Teacher’s Day in Cuba: Gifts and Taking Stock
Havana/On Tuesday there will be no classes in any elementary or secondary school in Cuba. Educator’s Day is a time of celebration, when teachers receive congratulations and gifts. The practice does not compensate for the rigors of the profession, but at least it is a gesture of thanks from parents and students toward professionals who suffer from low salaries and the precarious material conditions of their classrooms.
In the more than 10,350 educational institutions throughout the country, this will be a day of celebration and taking stock. The 2015-2016 school year has barely made it to the end of its first semester, but since the beginning has been hobbled by the deficit of thousands of teachers at the front of the classrooms. Last September, only 95.2% of the demand for teachers was met, but the situation has worsened as the weeks have passed and more teachers have deserted the profession.
Better economic rewards would contribute to reducing the movement to other work, most education professionals agree. Teachers have been waiting for years for a pay increase consistent with the effort they expend, but its coming has been postponed over and over.
“I have been putting off retiring, waiting for a raise, but I can’t wait any longer,” says Melba, 68, a fourth grade teacher in a Havana primary school. After more than three decades of work, the educator says she stays in her job “for love of the profession.” And she adds, “Many of my students today are the children of others I’ve had in the classroom, so I owe it to them.”
In 2014, workers in the public health sector were given a wage increase, some of them seeing a doubling of their salaries to more than 1,000 Cuban pesos a month, the equivalent of about $40 US. However, personnel in the Ministry of Education have not enjoyed a similar benefit.
The authorities in the sector have seized on student volunteers to fill the void left in classrooms by the continued migration of professionals towards better paid activities. More than 10,000 students are helping to meet the deficit in classroom teachers right now, the newspaper Juventud Rebelde(Rebel Youth) reported last Wednesday.

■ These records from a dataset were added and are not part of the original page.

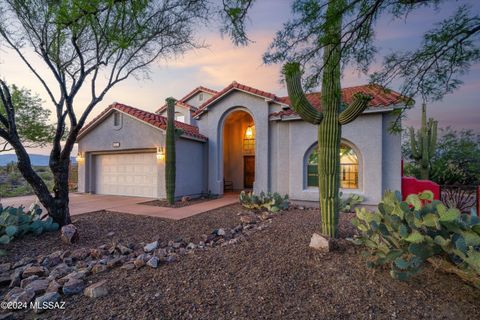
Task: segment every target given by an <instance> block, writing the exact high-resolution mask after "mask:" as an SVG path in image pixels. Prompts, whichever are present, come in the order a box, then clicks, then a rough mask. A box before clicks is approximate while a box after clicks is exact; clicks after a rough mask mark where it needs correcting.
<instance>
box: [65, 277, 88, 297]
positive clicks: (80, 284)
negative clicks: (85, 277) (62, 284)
mask: <svg viewBox="0 0 480 320" xmlns="http://www.w3.org/2000/svg"><path fill="white" fill-rule="evenodd" d="M84 287H85V285H84V283H83V280H81V279H69V280H68V281H67V282H66V283H65V284H64V285H63V294H64V295H66V296H68V295H74V294H78V293H80V292H82V290H83V288H84Z"/></svg>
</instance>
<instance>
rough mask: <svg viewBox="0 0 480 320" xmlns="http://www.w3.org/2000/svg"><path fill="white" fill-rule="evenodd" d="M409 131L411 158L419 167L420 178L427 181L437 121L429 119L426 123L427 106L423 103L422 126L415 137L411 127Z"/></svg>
mask: <svg viewBox="0 0 480 320" xmlns="http://www.w3.org/2000/svg"><path fill="white" fill-rule="evenodd" d="M409 131H410V150H411V157H412V159H413V160H415V161H416V162H417V164H418V165H419V167H420V177H421V178H422V179H424V180H428V178H429V174H430V168H431V164H432V158H433V156H434V155H435V147H436V144H437V121H435V120H433V118H430V119H428V122H427V104H426V103H425V102H424V103H423V104H422V126H421V127H420V129H419V130H418V131H417V134H416V135H415V131H414V129H413V127H411V128H410V130H409Z"/></svg>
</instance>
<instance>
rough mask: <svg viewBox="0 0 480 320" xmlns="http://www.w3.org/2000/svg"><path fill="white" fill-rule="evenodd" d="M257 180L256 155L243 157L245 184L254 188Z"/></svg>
mask: <svg viewBox="0 0 480 320" xmlns="http://www.w3.org/2000/svg"><path fill="white" fill-rule="evenodd" d="M254 181H255V156H244V157H243V185H244V187H245V188H246V189H252V188H253V182H254Z"/></svg>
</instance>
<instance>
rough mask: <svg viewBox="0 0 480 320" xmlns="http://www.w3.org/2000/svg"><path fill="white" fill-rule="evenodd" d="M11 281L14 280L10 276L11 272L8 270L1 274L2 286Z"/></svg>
mask: <svg viewBox="0 0 480 320" xmlns="http://www.w3.org/2000/svg"><path fill="white" fill-rule="evenodd" d="M11 281H12V279H11V278H10V274H8V273H6V272H5V273H2V274H0V286H1V287H4V286H8V285H9V284H10V282H11Z"/></svg>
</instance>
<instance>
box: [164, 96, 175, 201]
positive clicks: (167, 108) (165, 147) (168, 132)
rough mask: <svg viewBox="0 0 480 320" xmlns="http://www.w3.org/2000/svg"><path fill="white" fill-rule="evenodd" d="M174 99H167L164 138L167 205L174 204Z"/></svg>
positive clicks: (174, 135)
mask: <svg viewBox="0 0 480 320" xmlns="http://www.w3.org/2000/svg"><path fill="white" fill-rule="evenodd" d="M175 103H176V101H175V99H174V98H167V132H166V137H165V141H166V142H165V153H166V155H165V188H166V192H167V202H168V204H169V205H173V204H174V203H175V176H176V163H175V161H176V159H175V123H174V119H175Z"/></svg>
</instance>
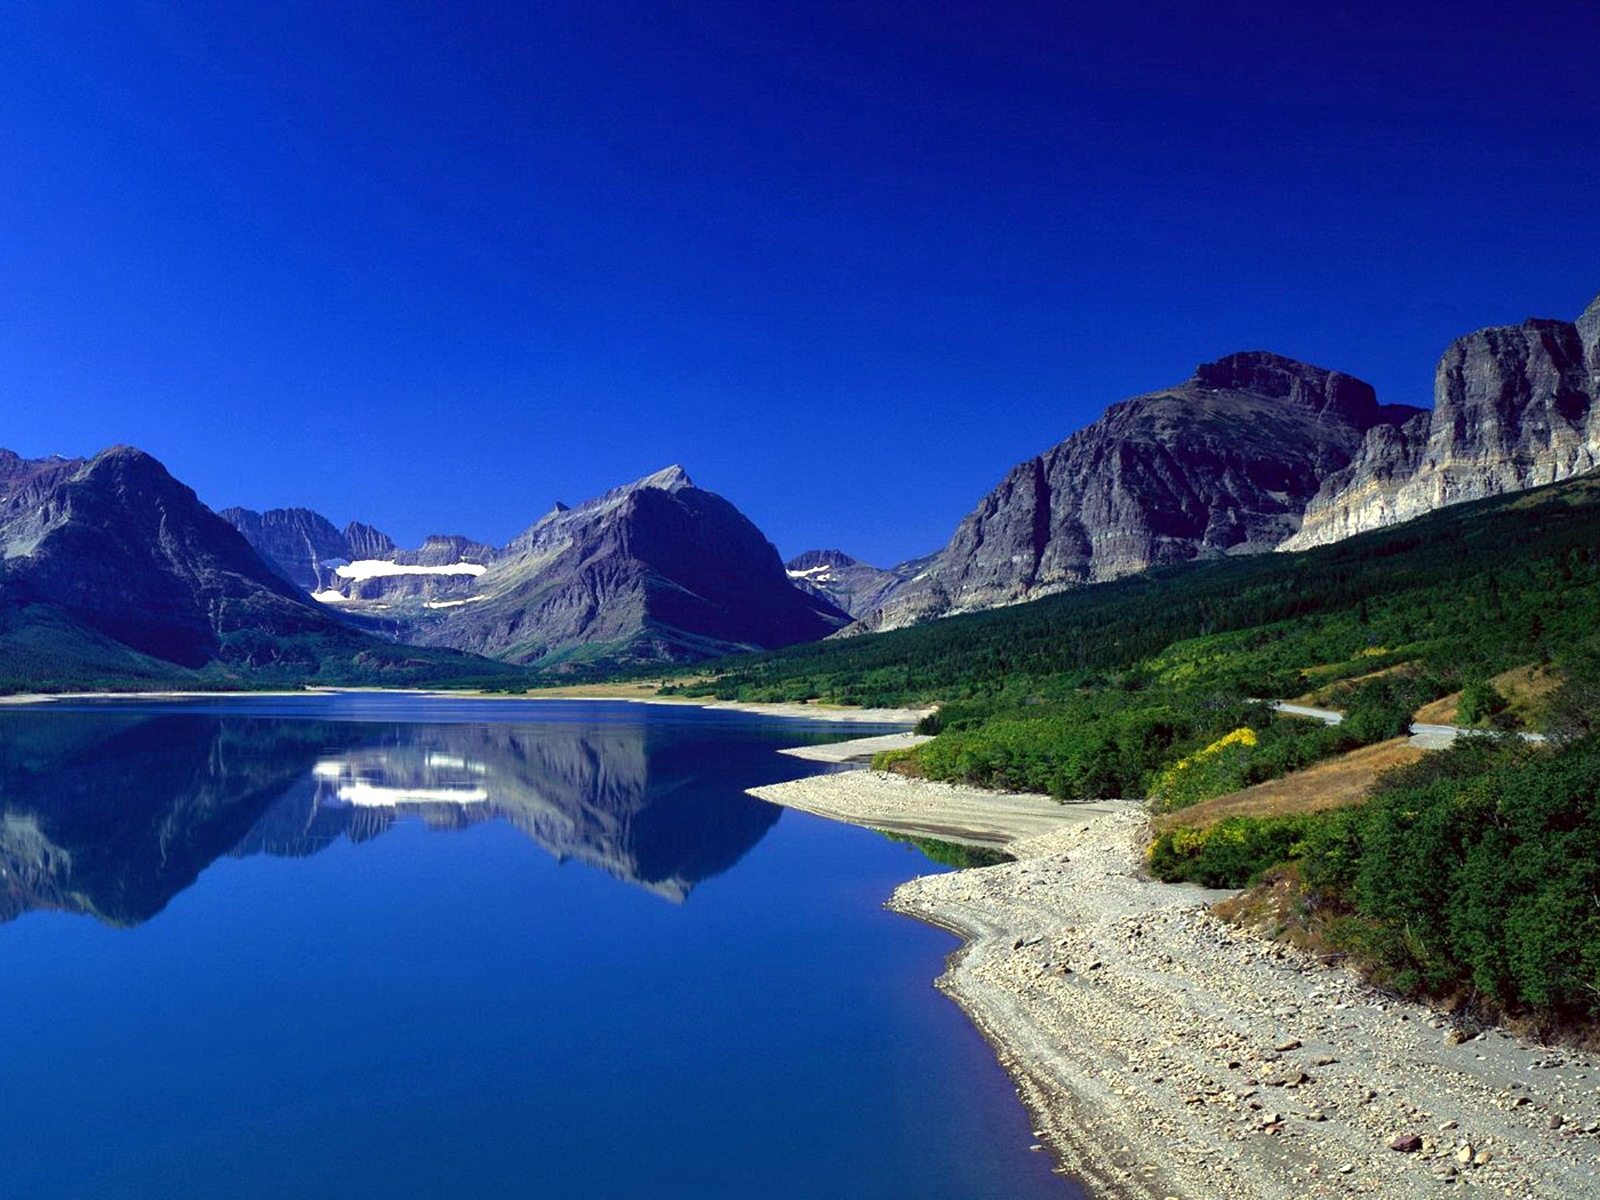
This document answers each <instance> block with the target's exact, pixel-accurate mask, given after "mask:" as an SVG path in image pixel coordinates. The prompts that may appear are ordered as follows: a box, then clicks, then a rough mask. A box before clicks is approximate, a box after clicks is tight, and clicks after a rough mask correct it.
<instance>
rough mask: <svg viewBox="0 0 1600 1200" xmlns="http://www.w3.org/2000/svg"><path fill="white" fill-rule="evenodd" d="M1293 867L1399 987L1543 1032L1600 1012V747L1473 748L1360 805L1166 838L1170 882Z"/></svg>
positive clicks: (1403, 779) (1315, 900) (1375, 793)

Substitutes, however, fail to resolve the problem. “They do not come with sufficient preparation and do not last long in the job,” the director of a primary school in Havana’s Cerro district told 14ymedio. “Previously teachers loved their work and prepared the students in different subjects, as well as passing on ethical values, and this is harder and harder to find,” explained an official who asked to remain anonymous.
Yosvel, who served as a teacher of Spanish and literature for a decade, now manufactures footwear for the casual market. “I loved my job, but I love my family and I could no longer bring home the little I was earning,” he says. However, he says he is willing to return to his profession if a salary increase is decreed, because “this is the most beautiful job in the world.”
On the border between Costa Rica and Nicaragua, where thousands of Cubans throng on their way to the United States, Yordon “the prof” sleeps on a makeshift mattress. Born in Sancti Spiritus and trained in the pedagogical institute in his province, he spent four years teaching teach math at a junior high school, but now longs “to work at least in construction in Miami.”
The exodus and desertions affect the whole country, although the situation is more difficult for teachers in the capital and in Matanzas province, according to Minister of Education Ena Elsa Velázquez Cobiella. Education authorities call for a greater sacrifice and awareness from teachers, but the slogans do not seem sufficient to keep them in front of the blackboard.
In a message sent by the minister for Educator’s Day, she calls on teachers to march “in the vanguard embracing the future.” She adds, “The success of our socialism will depend largely on what we are capable of doing.” The text was read at the morning assembly at countless Cuban schools this morning, a few minutes before the teachers entered the classrooms to share a piece of cake and refreshments.
“Today is one of those days when I was glad I hadn’t asked to retire, but the rest of the year I think about it all the time,” says Melba, whose students, this Tuesday, have brought her gifts ranging from scented soaps to a pen-shaped USB flash drive.